In [None]:
library(ggplot2)
library(repr)
library(reshape2)

## Feature Selection

First we check how much does feature selection affect the final results.
As with MLP we are obligued to do a feature selection, we need to compare
to see if there is a possible inconsistency later.

For this we need the results of handcrafted features with and without
feature selection for the classifiers:
+ Decision Tree
+ Logistic Regression
+ Naive Bayes
+ SVM

We collect the metrics following metrics both considering monoclass
lemmas and filtering them:
+ Accuracy
+ Macro Precision
+ Macro Recall

After that we also collect the Cohen's kappa score for each classifiers
vs the ground truth. But only for the cases of lemmas with more than one class.

In [None]:
exp.df <- read.csv('./data/handcrafted_vs_feature_selection.csv')
exp.df.nomono <- exp.df[exp.df$num_classes > 1,]

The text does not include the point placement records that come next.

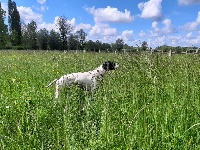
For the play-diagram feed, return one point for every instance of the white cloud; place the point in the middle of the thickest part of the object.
(192, 26)
(142, 34)
(27, 15)
(41, 1)
(151, 9)
(102, 29)
(83, 26)
(127, 35)
(168, 27)
(110, 14)
(188, 2)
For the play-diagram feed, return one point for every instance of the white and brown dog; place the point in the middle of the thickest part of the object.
(86, 80)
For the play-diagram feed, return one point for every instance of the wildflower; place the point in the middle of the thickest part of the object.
(13, 80)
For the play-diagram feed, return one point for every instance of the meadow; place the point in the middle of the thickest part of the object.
(149, 102)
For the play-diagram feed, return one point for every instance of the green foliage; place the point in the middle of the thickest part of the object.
(42, 39)
(149, 102)
(14, 23)
(3, 29)
(65, 29)
(54, 40)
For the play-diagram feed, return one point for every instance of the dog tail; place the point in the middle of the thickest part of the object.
(51, 83)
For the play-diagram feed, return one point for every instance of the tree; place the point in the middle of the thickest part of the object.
(144, 46)
(119, 44)
(90, 46)
(14, 23)
(30, 35)
(65, 29)
(73, 42)
(42, 39)
(81, 35)
(3, 28)
(54, 40)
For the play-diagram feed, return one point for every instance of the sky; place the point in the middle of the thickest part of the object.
(158, 22)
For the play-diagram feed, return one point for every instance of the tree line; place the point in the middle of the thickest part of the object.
(20, 36)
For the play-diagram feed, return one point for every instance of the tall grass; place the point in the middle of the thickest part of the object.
(150, 102)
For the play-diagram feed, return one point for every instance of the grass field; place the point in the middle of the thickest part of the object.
(149, 102)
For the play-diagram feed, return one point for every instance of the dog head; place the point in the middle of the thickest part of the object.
(108, 65)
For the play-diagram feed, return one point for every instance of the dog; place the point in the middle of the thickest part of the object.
(85, 80)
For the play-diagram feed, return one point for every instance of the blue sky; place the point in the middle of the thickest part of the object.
(159, 22)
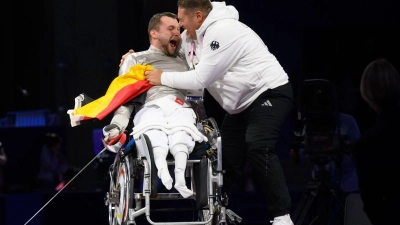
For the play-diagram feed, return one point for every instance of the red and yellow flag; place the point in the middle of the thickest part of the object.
(122, 89)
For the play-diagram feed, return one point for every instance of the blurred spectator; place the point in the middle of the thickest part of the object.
(3, 162)
(374, 152)
(53, 164)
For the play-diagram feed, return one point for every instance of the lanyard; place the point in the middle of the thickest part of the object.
(192, 51)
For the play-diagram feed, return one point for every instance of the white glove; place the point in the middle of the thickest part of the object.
(111, 131)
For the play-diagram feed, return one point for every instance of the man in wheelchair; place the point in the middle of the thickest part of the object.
(165, 117)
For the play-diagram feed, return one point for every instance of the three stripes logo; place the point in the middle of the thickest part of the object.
(266, 103)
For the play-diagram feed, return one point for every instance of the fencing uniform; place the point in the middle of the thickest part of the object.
(166, 106)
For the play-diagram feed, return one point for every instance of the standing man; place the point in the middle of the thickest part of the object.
(247, 80)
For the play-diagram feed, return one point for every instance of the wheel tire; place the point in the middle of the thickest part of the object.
(118, 213)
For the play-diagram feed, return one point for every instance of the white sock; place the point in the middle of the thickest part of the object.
(163, 172)
(180, 167)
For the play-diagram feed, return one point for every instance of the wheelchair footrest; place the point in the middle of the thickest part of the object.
(166, 196)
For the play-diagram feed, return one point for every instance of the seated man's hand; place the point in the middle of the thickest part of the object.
(153, 76)
(110, 132)
(124, 56)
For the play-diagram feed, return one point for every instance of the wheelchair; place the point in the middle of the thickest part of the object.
(133, 180)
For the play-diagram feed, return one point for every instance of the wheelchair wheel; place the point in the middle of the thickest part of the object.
(119, 192)
(204, 215)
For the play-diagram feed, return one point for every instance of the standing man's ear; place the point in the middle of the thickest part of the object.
(199, 16)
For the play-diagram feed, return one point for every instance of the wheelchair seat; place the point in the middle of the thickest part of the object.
(134, 165)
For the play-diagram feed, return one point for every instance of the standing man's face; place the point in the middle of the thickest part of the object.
(168, 36)
(187, 20)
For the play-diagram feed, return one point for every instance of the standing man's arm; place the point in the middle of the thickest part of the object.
(221, 51)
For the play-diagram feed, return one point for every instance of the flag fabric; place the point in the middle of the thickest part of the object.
(122, 89)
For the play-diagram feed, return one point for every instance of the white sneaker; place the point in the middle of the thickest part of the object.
(282, 220)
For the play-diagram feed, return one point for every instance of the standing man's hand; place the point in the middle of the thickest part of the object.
(153, 77)
(124, 56)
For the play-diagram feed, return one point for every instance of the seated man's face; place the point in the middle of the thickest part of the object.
(168, 35)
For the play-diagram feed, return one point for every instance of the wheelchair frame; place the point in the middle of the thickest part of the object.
(124, 204)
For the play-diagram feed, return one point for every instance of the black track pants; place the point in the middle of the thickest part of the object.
(251, 136)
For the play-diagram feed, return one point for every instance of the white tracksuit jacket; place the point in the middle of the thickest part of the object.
(234, 64)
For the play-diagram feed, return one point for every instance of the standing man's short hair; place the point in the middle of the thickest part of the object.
(154, 23)
(380, 85)
(204, 6)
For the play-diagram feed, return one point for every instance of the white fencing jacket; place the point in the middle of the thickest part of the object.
(234, 64)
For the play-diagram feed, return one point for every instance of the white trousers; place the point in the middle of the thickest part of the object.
(160, 141)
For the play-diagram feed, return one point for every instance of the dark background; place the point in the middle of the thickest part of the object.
(56, 50)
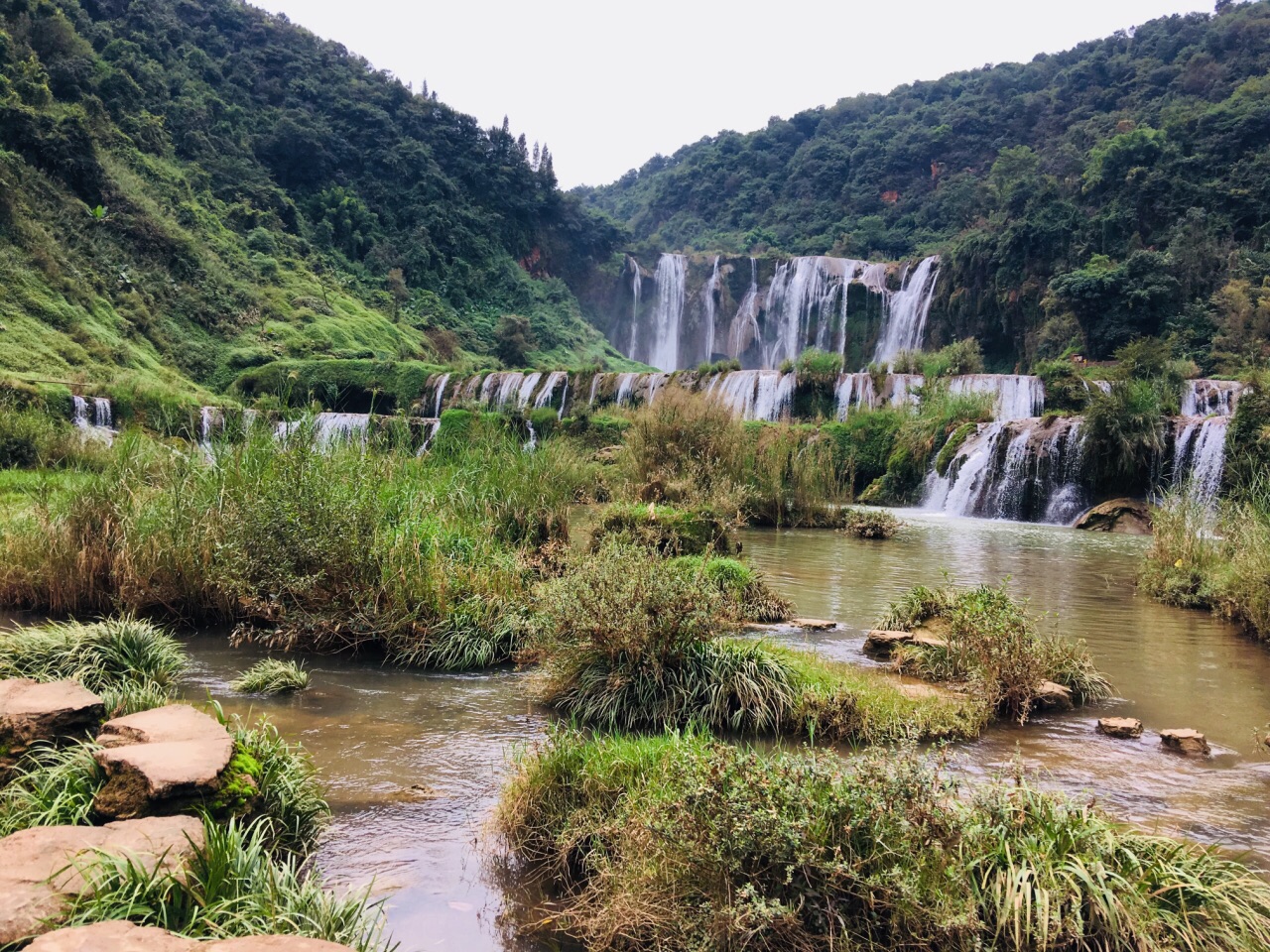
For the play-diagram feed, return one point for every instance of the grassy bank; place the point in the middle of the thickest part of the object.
(681, 842)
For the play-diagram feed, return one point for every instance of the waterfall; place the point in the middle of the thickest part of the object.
(670, 280)
(1016, 397)
(441, 393)
(905, 321)
(708, 308)
(853, 391)
(1205, 398)
(744, 325)
(1199, 457)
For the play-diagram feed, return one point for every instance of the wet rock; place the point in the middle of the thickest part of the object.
(883, 643)
(1053, 697)
(1184, 740)
(813, 624)
(31, 712)
(40, 869)
(1121, 728)
(126, 937)
(160, 761)
(1128, 517)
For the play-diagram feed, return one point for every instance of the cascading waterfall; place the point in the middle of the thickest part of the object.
(905, 322)
(708, 309)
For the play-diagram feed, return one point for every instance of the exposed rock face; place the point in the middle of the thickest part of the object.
(1053, 697)
(160, 761)
(1128, 517)
(1121, 728)
(126, 937)
(883, 643)
(31, 712)
(1185, 740)
(39, 866)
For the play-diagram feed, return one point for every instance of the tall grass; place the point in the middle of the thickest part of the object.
(680, 842)
(232, 887)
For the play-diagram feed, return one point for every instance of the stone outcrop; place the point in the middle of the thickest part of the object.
(126, 937)
(160, 762)
(1128, 517)
(40, 867)
(1184, 740)
(883, 643)
(32, 712)
(1121, 728)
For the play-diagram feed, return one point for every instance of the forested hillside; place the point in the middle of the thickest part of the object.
(1080, 199)
(190, 189)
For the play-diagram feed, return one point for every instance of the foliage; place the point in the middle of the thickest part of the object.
(271, 675)
(983, 636)
(683, 842)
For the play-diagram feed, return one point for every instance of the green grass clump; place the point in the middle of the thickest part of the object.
(232, 887)
(683, 842)
(271, 675)
(983, 638)
(131, 662)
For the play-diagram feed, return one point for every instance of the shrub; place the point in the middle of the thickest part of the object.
(683, 842)
(271, 675)
(983, 636)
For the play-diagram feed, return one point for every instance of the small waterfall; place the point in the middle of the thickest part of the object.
(441, 393)
(668, 315)
(1199, 457)
(1206, 398)
(853, 391)
(905, 322)
(744, 325)
(708, 308)
(1016, 397)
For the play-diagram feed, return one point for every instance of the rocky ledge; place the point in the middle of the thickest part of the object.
(126, 937)
(160, 762)
(42, 867)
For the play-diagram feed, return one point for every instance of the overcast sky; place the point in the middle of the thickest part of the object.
(607, 85)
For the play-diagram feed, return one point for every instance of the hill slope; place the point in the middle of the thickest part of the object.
(190, 189)
(1118, 189)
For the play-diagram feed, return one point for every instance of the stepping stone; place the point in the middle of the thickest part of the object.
(160, 761)
(126, 937)
(813, 624)
(39, 866)
(883, 643)
(1184, 740)
(1121, 728)
(32, 712)
(1053, 697)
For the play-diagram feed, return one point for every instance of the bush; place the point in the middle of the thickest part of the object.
(984, 638)
(683, 842)
(271, 675)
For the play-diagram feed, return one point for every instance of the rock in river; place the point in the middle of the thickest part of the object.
(160, 761)
(40, 869)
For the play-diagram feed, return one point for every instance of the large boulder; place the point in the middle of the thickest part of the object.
(32, 712)
(42, 867)
(160, 762)
(1128, 517)
(126, 937)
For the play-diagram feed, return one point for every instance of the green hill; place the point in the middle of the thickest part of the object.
(1080, 199)
(193, 189)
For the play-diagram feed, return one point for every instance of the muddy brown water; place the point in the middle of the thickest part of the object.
(375, 733)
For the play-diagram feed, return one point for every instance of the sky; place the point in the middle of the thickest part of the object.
(607, 85)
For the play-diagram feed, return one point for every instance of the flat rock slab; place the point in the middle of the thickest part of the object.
(40, 867)
(813, 624)
(883, 643)
(126, 937)
(1184, 740)
(31, 712)
(160, 761)
(1121, 728)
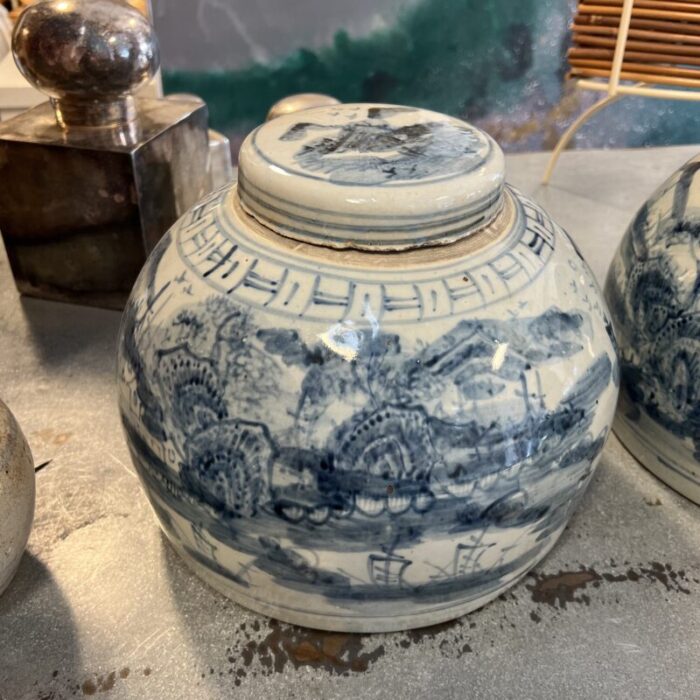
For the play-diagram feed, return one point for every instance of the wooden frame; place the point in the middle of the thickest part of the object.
(674, 79)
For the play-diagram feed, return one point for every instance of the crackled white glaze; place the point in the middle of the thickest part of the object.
(354, 438)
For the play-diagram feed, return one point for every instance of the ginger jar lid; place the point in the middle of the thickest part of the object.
(371, 177)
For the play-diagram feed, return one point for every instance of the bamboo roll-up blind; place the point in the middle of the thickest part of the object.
(662, 47)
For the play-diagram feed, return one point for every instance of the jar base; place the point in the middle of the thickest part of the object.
(352, 623)
(642, 439)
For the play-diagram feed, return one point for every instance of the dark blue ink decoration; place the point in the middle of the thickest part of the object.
(350, 153)
(654, 308)
(394, 471)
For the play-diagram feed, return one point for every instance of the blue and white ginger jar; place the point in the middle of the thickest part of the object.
(653, 289)
(366, 386)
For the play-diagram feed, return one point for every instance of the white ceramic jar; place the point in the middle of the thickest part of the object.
(366, 386)
(16, 495)
(653, 289)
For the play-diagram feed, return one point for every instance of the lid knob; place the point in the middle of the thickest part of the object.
(299, 101)
(371, 177)
(88, 56)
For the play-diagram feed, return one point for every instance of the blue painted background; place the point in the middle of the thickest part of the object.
(498, 63)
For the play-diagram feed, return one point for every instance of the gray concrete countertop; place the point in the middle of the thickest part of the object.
(102, 606)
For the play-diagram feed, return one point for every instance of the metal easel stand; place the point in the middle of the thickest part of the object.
(614, 89)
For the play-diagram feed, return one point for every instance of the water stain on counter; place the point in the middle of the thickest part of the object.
(333, 652)
(560, 589)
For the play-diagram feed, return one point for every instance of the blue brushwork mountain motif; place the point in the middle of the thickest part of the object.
(373, 151)
(655, 303)
(360, 452)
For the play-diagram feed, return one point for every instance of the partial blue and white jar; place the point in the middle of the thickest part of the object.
(366, 386)
(653, 289)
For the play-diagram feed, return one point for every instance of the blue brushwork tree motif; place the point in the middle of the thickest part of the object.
(373, 151)
(657, 312)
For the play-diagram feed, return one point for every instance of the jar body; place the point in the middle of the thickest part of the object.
(652, 291)
(364, 442)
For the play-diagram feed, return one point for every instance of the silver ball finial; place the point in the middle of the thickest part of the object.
(89, 56)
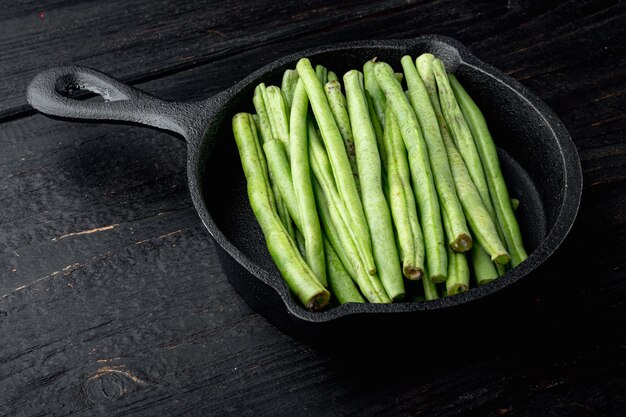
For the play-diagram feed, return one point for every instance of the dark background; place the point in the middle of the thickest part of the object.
(111, 300)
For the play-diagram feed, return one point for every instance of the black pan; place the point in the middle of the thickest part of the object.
(539, 161)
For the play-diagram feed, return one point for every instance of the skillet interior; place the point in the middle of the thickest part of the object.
(531, 156)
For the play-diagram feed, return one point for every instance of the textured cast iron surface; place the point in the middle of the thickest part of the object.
(539, 161)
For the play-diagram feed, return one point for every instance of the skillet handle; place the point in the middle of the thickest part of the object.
(49, 92)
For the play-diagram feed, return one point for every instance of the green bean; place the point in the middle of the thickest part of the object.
(484, 270)
(459, 235)
(300, 243)
(374, 202)
(374, 90)
(322, 74)
(430, 288)
(402, 201)
(261, 109)
(337, 233)
(280, 170)
(321, 168)
(337, 155)
(425, 193)
(341, 284)
(380, 134)
(458, 270)
(460, 131)
(340, 113)
(301, 179)
(497, 186)
(262, 122)
(458, 279)
(290, 78)
(277, 112)
(266, 177)
(479, 219)
(281, 247)
(465, 143)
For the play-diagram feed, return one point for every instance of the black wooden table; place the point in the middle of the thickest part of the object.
(112, 302)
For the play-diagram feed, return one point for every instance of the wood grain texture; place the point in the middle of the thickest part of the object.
(111, 301)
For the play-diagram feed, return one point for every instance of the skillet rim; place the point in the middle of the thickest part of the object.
(572, 192)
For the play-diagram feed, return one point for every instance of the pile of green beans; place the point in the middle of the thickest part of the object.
(360, 183)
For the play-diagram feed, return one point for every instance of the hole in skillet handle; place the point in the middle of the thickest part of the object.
(530, 141)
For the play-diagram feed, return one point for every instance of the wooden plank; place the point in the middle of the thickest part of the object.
(116, 304)
(121, 36)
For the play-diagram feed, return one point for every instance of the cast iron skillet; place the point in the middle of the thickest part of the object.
(539, 161)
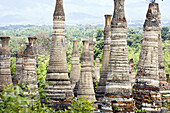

exp.df.metrics <- melt(exp.df, id.vars = c('classifier', 'representation', 'lemma', 'corpus'),
                       measure.vars = c('accuracy', 'macro_precision', 'macro_recall'))
exp.df.metrics.nomono <- melt(exp.df.nomono, id.vars = c('classifier', 'representation', 'lemma', 'corpus'),
                              measure.vars = c('accuracy', 'macro_precision', 'macro_recall'))
exp.df.kappa <- melt(exp.df.nomono, id.vars = c('classifier', 'representation', 'lemma', 'corpus'),
                     measure.vars = c('kappa_score'))
exp.df.kappa <- exp.df.kappa[(exp.df.kappa$corpus == 'sensem.test') | (exp.df.kappa$corpus == 'semeval.test'),]

### Base metrics comparing features for all lemmas

In [None]:
levels(exp.df.metrics$representation) <- c('All Handcrafted Features', 'Top 10000 Handcrafted Features')
levels(exp.df.metrics$corpus) <- c('Semeval Test Set', 'Semeval Train Set', 'SenSem Test Set', 'SenSem Train Set')
exp.df.metrics$corpus <- factor(exp.df.metrics$corpus, levels = rev(levels(exp.df.metrics$corpus)))
levels(exp.df.metrics$variable) <- c('Accuracy', 'Precision\nMacro Average', 'Recall\nMacro Average')
levels(exp.df.metrics$classifier) <- c('Decision Tree', 'Logistic Regression', 'Naive Bayes', 'SVM')

In [None]:
options(repr.plot.width=8, repr.plot.height=8)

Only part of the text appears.